TRIPOLI (Reuters) - Libya’s largest coalition in the national assembly said it was boycotting sessions from Thursday, protesting at delays in drafting a constitution, it said on Thursday.
The National Forces Alliance (NFA), formed last year by liberal war-time leader Mahmoud Jibril, has 36 out of around 80 party seats in the General National Congress (GNC).

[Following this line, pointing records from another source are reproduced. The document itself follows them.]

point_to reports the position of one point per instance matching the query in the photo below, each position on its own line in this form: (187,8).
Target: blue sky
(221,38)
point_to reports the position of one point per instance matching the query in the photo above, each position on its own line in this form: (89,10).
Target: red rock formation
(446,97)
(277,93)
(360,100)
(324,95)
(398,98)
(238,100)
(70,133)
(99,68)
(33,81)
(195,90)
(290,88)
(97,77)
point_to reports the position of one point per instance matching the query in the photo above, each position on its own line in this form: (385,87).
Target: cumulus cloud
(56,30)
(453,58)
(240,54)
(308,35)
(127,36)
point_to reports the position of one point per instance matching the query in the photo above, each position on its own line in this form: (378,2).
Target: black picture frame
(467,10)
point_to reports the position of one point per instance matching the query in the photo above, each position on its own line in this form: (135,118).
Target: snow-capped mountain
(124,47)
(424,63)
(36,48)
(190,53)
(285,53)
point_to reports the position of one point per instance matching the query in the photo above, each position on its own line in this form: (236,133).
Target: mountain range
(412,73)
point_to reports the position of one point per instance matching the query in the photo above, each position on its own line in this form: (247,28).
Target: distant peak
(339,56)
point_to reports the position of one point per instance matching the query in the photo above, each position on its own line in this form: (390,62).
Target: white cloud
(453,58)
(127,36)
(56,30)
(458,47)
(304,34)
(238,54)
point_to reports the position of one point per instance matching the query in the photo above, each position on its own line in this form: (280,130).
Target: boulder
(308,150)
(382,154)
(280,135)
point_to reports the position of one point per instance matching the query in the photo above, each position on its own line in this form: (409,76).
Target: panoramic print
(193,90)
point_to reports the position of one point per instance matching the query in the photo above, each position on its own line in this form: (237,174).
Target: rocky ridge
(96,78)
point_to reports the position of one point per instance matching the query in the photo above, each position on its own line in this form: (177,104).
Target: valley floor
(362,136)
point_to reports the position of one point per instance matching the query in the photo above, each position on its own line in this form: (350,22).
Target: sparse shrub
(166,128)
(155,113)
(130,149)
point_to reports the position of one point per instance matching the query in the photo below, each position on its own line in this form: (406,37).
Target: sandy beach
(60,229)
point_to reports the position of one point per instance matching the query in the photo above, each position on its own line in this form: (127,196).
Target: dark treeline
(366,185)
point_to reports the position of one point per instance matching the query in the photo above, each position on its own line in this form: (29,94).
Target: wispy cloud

The rest of the nearly 200 seats are held by independents.
In a news conference, its members said the GNC, the legislature voted in last July, was too slow in drafting a law for electing a constitutional committee.
The constitution is to be drawn up by 60 members elected by Libyans, but the vote is still only a distant promise because of political squabbling and administrative delays.
“We have decided to suspend our participation within the GNC except for sessions relating to the law on the election of the constitutional committee,” NFA spokesman Tawfiq Shahibi said, adding the GNC had “wasted time” discussing secondary issues.
“The GNC has been sidetracked from its major goals.”
Shahibi did not cite any examples. But for many months, the GNC debated a “political isolation” law, which bans anyone who held a senior post under Muammar Gaddafi from government, regardless of their part in toppling the dictator.
The law was adopted in May at the demand of armed factions that helped end Gaddafi’s 42-year rule.
Armed violence and lawlessness caused in part by militia groups has hobbled governance in wide areas of the oil-producing state. In the latest incident highlighting Libya’s precarious security, an armed group besieged the interior ministry for a third day.
The GNC was elected in Libya’s first free elections in nearly 50 years, for an 18-month term to lead the North African country to polls once it had decided what political system it wanted.
It will likely extend that term, given Libya is still far off from organising elections. Shahibi said the NFA would attend regular GNC sessions once “an agreement was reached on completing our job within the correct time frame”.
The majority of GNC members are civilian professionals and former exiled opposition members with little or no political experience or knowledge of how to run a government.